Closed leobxpan closed 6 years ago

leobxpan commented 6 years ago

Hi Benjamin,

I am very interested in your paper "Spatially-sparse convolutional neural networks", which was published in 2014, and I am currently re-implementing your network for CIFAR-10 (I am currently implementing the "vanilla" sparse convnet without using fractional max pooling). While I have encountered several implementation problems, and since I failed to find a valid email address of you, I therefore posted my questions here. I am sorry for the inconvenience.

  1. In your paper you said that you designed a DeepCNiN (5, 300) network for this CIFAR-10 problem, which should have the following architecture:
Input - 300C3 - MP2 - 300C1 - 
          - 600C2 - MP2 - 600C1 -
          - 900C2 - MP2 - 900C1 - 
          - 1200C2- MP2 - 1200C1 -
          - 1500C2- MP2 - 1500C1 - 
          - 1800C2- 1800C1 - Softmax - Output

But in your code posted here, I found that you actually called addLeNetLayerROFMP (which first adds a Conv layer, then a NiN layer and then a ROFMP layer, whose order is different from that proposed in your paper) for 12 times and then addLeNetLayerMP for 2 times, finally a Softmax layer (the number of layers is also different). Since this architecture is different from the one you proposed in your paper, I wonder which one did you finally adopt and can yield the best result (or the result posted in your paper)?

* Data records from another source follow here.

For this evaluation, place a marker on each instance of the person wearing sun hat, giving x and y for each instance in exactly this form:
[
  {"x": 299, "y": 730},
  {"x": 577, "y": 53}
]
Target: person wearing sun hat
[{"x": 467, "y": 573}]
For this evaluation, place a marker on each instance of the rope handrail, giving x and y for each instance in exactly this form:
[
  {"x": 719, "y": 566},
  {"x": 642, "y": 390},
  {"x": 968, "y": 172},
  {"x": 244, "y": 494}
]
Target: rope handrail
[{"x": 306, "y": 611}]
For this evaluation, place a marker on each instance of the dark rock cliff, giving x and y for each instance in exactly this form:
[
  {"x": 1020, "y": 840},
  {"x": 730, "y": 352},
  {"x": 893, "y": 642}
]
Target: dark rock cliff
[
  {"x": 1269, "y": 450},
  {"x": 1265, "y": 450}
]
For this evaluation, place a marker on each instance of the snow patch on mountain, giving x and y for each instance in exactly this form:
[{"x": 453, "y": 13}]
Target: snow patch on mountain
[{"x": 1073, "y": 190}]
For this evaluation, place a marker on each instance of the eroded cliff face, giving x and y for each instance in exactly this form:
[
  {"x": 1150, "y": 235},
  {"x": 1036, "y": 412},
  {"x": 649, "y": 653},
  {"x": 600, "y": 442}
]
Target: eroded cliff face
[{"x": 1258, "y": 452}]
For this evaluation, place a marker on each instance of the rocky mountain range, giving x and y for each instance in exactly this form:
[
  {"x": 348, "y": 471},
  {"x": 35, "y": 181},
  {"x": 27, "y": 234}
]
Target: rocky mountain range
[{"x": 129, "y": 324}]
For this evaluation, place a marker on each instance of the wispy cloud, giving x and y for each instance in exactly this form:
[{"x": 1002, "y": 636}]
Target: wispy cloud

  1. I wonder what is the initialization method that you used for the weight and bias (e.g. Gaussian distribution)? I didn't really find your code for this.

Thank you for your patience and help.

btgraham commented 6 years ago

https://github.com/btgraham/SparseConvNet/blob/master/SparseConvNet/cifar10.cpp relates to https://arxiv.org/abs/1412.6071 which is not currently implemented in this repo.

If you are interested in CIFAR-10 I recommend you start with something like: https://github.com/liuzhuang13/DenseNet

Regards Ben

fengxiuyaun commented 6 years ago

@btgraham Hi, I am very interested in your paper "Spatially-sparse convolutional neural networks",too. But I don't know how to implement the network that trains Imagenet data by using “ facebookresearch/SparseConvNet”, beacuse of the fact how images are as the input of networks.